Yo tuve una enfermedad terrible que es perder la memoria. 

Yo perdí la memoria de no saber cómo me llamaba, el valor del dinero, si tenía madre, si tenía hermano, no sabía nada. Se vive otra personalidad. Y los médicos me dijeron, si te has dado una amnesia profunda no sales de ella, toda la vida. 

Yo no sabía cuándo me dio eso, no sabía quién era yo, no sabía en qué trabajaba. Yo me veía las manos, ¿en qué trabajaré que las tengo tan lisitas? ¿En qué trabajaré? No pude jamás pensar que yo era dibujante. Y por eso cuando me enfermé, cuando me dio una enfermedad gravísima, renuncié a todo. Y nada más me quedé con la familia Burrón. 

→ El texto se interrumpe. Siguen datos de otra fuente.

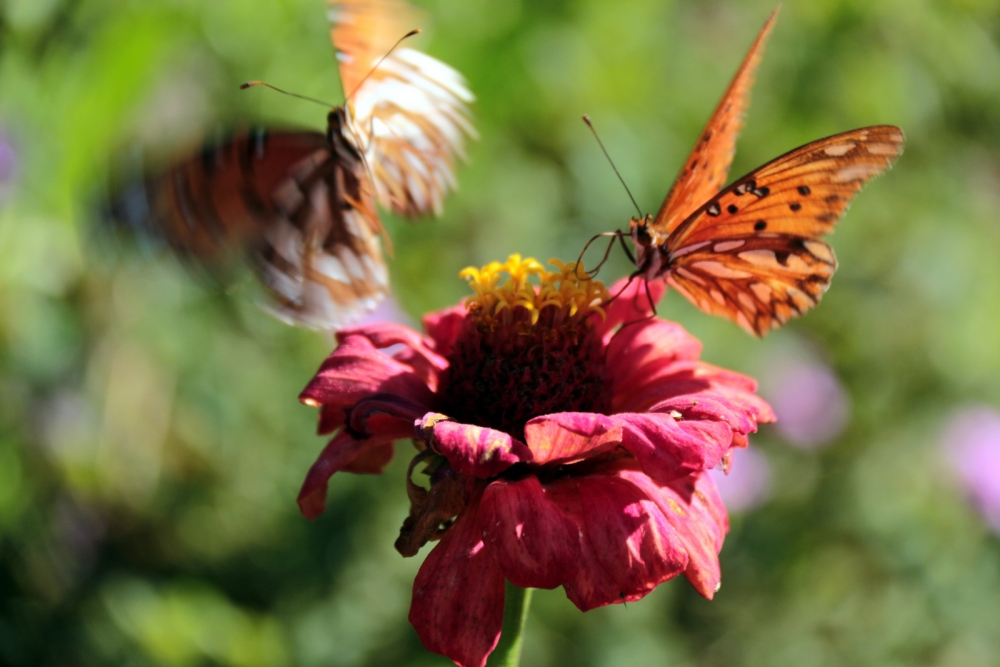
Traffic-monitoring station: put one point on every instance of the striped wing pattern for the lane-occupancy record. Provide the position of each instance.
(301, 206)
(753, 253)
(409, 115)
(707, 168)
(289, 203)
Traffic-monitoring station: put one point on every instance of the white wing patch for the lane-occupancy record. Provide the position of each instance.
(410, 120)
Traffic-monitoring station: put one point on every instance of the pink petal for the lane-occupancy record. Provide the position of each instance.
(444, 326)
(364, 447)
(710, 407)
(536, 545)
(630, 306)
(414, 350)
(370, 461)
(458, 594)
(667, 449)
(640, 354)
(566, 436)
(337, 455)
(474, 450)
(696, 511)
(627, 545)
(358, 369)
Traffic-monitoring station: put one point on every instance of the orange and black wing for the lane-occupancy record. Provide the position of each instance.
(752, 253)
(707, 168)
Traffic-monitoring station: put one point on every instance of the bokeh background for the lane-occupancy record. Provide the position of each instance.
(151, 444)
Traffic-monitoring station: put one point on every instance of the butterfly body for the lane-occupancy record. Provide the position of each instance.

Gabriel Vargas está aquí todavía y va a seguirlo estando durante muchos años porque nos llenó la vida de rizos de oro y de peluqueros, torteros, cilindreros chaparritos, honestos como ellos solos, de borrachitos muy simpáticos y panaderos que llevaban el pan en una inmensa canasta encima de su cabeza. Nos llevó a tomar caldos a la indianilla para la cruda y a sus rejinitos, susanos cantarranas y Briagobertos memelas, los hizo hablar en la forma más educativa y deleitosa posible.